Returning to our generator of Fig. 22–7, we now see that the line integral of the electric field $\FLPE$ from terminal $a$ to terminal $b$ through the conducting path of the generator must be equal to the line integral of $\FLPv\times\FLPB$ on the same path, \begin{equation} \label{Eq:II:22:13} \underset{\substack{\text{inside}\\\text{conductor}}}{\int_a^b} \kern{-1.75ex}\FLPE\cdot d\FLPs\;=-\kern{-1.75ex} \underset{\substack{\text{inside}\\\text{conductor}}}{\int_a^b} \kern{-1.5ex}(\FLPv\times\FLPB)\cdot d\FLPs. \end{equation} It is still true, however, that the line integral of $\FLPE$ around a complete loop, including the return from $b$ to $a$ outside the generator, must be zero, because there are no changing magnetic fields. So the first integral in Eq. (22.13) is also equal to $V$, the voltage between the two terminals. It turns out that the right-hand integral of Eq. (22.13) is just the rate of change of the flux linkage through the coil and is therefore—by the flux rule—equal to the emf in the coil. So we have again that the potential difference across the terminals is equal to the electromotive force in the circuit, in agreement with Eq. (22.11). So whether we have a generator in which a magnetic field changes near a fixed coil, or one in which a coil moves in a fixed magnetic field, the external properties of the generators are the same. There is a voltage difference $V$ across the terminals, which is independent of the current in the circuit but depends only on the arbitrarily assigned conditions inside the generator.
So long as we are trying to understand the operation of generators from the point of view of Maxwell’s equations, we might also ask about the ordinary chemical cell, like a flashlight battery. It is also a generator, i.e., a voltage source, although it will of course only appear in dc circuits. The simplest kind of cell to understand is shown in Fig. 22–8. We imagine two metal plates immersed in some chemical solution. We suppose that the solution contains positive and negative ions. We suppose also that one kind of ion, say the negative, is much heavier than the one of opposite polarity, so that its motion through the solution by the process of diffusion is much slower. We suppose next that by some means or other it is arranged that the concentration of the solution is made to vary from one part of the liquid to the other, so that the number of ions of both polarities near, say, the lower plate is much larger than the concentration of ions near the upper plate. Because of their rapid mobility the positive ions will drift more readily into the region of lower concentration, so that there will be a slight excess of positive charge arriving at the upper plate. The upper plate will become positively charged and the lower plate will have a net negative charge.

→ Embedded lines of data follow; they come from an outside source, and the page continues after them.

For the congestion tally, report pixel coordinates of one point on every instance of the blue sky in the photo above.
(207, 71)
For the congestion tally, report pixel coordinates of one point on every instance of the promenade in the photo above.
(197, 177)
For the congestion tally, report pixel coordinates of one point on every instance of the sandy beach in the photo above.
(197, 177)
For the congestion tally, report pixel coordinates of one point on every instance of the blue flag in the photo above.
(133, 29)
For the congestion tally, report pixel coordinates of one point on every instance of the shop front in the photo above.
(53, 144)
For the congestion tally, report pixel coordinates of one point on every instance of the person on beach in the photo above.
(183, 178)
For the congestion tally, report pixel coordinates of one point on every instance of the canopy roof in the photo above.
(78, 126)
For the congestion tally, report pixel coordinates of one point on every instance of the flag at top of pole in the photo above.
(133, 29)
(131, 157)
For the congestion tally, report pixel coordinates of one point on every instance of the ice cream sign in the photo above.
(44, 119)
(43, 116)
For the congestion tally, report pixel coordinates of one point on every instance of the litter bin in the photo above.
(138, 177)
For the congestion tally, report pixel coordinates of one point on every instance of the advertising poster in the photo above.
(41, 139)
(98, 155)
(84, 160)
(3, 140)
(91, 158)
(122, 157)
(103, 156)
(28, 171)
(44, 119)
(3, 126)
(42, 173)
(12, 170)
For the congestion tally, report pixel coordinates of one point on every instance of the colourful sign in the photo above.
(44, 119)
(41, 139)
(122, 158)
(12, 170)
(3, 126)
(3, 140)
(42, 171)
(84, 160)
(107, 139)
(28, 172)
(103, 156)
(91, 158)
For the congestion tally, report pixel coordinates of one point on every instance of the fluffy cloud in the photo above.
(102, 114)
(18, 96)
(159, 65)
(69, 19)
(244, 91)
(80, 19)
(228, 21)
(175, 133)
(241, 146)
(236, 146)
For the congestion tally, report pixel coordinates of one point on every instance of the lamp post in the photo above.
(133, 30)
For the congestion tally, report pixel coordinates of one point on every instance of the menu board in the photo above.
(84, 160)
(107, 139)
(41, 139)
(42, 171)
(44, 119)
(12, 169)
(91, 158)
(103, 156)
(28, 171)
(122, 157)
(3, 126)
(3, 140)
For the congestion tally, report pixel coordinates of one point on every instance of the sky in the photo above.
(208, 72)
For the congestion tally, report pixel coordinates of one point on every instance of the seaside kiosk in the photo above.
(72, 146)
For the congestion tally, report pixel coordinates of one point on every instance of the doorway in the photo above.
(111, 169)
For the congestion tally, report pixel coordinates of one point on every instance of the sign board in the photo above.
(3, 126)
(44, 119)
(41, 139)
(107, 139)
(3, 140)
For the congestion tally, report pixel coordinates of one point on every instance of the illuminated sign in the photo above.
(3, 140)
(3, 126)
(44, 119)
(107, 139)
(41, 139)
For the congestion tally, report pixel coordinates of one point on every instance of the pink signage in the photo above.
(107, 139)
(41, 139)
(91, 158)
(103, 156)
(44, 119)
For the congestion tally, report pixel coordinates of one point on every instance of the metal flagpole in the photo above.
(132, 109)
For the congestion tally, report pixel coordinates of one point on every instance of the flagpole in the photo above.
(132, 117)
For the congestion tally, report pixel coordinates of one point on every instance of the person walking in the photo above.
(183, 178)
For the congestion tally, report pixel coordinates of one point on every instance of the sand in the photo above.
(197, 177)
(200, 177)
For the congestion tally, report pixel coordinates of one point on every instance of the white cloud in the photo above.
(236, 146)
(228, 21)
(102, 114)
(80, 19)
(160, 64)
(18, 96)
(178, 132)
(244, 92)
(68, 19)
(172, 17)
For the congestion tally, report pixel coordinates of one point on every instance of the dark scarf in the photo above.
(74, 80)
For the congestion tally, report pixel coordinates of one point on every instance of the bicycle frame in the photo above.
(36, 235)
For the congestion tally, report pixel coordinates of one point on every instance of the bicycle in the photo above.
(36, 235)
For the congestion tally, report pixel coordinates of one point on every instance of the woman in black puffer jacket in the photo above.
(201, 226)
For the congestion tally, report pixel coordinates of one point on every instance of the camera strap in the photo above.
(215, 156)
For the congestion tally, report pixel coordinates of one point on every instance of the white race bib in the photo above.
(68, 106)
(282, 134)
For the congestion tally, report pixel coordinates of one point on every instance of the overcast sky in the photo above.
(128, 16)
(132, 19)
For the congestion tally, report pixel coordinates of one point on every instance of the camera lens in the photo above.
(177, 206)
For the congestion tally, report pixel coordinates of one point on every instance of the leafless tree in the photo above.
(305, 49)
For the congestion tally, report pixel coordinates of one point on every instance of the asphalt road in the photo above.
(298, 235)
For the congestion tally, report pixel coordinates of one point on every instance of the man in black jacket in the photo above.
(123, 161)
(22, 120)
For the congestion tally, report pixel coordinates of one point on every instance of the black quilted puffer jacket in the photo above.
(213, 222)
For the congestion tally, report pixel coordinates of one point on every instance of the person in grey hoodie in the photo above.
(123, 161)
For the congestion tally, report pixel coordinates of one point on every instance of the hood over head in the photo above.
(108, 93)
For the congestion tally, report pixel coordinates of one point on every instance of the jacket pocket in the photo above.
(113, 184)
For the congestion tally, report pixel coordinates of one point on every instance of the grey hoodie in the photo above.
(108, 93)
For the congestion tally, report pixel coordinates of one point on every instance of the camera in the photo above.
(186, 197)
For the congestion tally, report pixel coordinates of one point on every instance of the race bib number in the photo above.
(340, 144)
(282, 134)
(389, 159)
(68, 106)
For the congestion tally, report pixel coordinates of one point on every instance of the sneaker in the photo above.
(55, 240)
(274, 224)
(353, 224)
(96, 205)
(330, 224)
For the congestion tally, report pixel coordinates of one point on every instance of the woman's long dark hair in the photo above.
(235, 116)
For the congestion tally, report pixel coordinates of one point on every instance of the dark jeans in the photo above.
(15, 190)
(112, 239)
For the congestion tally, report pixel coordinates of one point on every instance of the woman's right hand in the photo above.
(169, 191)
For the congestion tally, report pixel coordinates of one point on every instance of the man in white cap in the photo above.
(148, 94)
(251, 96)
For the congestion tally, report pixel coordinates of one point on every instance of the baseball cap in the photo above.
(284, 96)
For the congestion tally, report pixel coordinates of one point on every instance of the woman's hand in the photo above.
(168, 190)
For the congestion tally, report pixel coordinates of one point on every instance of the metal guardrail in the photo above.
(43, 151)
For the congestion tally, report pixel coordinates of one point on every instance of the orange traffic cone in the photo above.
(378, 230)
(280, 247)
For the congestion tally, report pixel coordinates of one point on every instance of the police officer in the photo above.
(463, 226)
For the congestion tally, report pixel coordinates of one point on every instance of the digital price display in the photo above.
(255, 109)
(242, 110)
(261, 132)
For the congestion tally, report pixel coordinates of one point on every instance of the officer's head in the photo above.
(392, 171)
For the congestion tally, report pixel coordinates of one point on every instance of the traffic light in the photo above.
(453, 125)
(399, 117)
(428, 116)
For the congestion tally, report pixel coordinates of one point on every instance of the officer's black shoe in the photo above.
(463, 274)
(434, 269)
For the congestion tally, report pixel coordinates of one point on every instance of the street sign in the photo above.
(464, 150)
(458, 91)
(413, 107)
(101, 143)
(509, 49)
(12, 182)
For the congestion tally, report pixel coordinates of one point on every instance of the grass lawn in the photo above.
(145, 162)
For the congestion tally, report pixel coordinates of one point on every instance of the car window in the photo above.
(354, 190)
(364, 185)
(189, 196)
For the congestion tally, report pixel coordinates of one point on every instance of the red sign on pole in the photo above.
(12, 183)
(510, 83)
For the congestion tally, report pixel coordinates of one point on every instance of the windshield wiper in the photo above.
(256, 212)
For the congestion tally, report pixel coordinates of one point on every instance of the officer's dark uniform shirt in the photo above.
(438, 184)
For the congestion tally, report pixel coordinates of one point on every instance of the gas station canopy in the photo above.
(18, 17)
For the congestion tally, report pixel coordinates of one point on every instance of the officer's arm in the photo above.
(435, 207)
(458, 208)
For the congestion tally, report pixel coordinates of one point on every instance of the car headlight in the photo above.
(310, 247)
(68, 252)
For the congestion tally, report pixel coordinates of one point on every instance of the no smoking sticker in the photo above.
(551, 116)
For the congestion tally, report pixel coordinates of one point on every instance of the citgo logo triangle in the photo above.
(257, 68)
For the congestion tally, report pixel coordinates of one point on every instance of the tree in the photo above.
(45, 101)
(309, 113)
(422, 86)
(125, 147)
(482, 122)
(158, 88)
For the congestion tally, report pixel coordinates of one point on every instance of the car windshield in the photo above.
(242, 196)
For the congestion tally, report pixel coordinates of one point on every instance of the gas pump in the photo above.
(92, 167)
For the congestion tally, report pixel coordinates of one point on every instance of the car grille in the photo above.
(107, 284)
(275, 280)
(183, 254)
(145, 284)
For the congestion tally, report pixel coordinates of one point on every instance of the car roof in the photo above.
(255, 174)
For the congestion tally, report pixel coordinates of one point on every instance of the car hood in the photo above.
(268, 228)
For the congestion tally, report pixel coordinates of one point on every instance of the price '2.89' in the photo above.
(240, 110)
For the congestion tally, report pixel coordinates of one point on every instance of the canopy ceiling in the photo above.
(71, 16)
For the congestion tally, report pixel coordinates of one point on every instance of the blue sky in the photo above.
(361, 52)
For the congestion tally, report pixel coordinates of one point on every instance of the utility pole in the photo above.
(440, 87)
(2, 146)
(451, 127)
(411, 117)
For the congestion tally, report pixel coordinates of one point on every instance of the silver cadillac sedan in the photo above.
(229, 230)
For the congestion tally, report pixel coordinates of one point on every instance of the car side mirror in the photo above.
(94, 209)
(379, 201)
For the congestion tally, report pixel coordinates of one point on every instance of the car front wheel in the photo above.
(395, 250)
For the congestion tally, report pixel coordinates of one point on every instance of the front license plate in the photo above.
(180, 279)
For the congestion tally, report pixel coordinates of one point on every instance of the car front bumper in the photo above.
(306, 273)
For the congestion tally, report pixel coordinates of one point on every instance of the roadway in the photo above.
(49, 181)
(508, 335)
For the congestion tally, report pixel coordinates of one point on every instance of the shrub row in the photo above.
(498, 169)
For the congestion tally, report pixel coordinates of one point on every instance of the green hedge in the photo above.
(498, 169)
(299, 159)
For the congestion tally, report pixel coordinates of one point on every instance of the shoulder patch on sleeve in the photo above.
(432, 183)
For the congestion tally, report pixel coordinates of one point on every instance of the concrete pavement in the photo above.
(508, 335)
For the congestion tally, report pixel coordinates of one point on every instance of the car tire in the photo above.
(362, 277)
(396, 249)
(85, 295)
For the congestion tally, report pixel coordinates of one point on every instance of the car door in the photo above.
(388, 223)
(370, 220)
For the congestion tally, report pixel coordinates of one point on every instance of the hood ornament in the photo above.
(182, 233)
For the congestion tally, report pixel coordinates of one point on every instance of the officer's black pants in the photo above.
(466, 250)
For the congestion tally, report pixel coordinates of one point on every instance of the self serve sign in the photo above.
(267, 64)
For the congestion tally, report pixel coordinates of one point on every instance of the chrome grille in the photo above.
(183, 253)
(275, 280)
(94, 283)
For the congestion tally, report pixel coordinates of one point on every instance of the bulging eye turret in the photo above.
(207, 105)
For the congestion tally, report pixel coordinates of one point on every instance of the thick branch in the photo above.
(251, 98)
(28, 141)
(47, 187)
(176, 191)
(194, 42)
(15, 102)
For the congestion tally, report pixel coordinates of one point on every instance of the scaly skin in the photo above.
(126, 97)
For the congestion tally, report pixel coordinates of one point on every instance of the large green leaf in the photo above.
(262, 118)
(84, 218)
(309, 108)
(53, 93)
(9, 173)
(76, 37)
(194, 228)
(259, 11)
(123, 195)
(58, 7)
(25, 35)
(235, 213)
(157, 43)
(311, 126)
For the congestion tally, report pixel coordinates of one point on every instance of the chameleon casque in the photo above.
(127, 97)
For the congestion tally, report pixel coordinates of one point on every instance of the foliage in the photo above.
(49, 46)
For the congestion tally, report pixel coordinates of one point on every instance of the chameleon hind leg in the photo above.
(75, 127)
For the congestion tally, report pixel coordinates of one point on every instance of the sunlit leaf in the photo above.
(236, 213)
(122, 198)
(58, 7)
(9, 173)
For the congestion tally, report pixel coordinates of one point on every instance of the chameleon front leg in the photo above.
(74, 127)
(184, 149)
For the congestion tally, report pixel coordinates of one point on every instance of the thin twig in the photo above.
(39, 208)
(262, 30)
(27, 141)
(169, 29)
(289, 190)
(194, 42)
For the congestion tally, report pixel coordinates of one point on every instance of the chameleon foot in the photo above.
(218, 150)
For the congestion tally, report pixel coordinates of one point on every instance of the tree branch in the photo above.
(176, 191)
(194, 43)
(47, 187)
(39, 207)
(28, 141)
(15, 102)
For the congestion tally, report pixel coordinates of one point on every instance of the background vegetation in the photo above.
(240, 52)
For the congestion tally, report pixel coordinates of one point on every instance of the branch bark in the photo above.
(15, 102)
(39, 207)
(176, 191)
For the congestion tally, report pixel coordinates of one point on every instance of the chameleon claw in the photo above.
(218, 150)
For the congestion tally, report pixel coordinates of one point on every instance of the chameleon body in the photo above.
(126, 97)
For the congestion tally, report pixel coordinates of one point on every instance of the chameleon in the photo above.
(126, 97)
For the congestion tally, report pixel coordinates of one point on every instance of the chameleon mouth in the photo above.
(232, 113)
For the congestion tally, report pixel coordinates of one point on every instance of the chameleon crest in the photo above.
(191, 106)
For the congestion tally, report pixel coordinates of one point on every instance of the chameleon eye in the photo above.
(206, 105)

As more and more charges diffuse to the upper plate, the potential of this plate will rise until the resulting electric field between the plates produces forces on the ions which just compensate for their excess mobility, so the two plates of the cell quickly reach a potential difference which is characteristic of the internal construction.
Arguing just as we did for the ideal capacitor, we see that the potential difference between the terminals $a$ and $b$ is just equal to the line integral of the electric field between the two plates when there is no longer any net diffusion of the ions. There is, of course, an essential difference between a capacitor and such a chemical cell. If we short-circuit the terminals of a condenser for a moment, the capacitor is discharged and there is no longer any potential difference across the terminals. In the case of the chemical cell a current can be drawn from the terminals continuously without any change in the emf—until, of course, the chemicals inside the cell have been used up. In a real cell it is found that the potential difference across the terminals decreases as the current drawn from the cell increases. In keeping with the abstractions we have been making, however, we may imagine an ideal cell in which the voltage across the terminals is independent of the current. A real cell can then be looked at as an ideal cell in series with a resistor.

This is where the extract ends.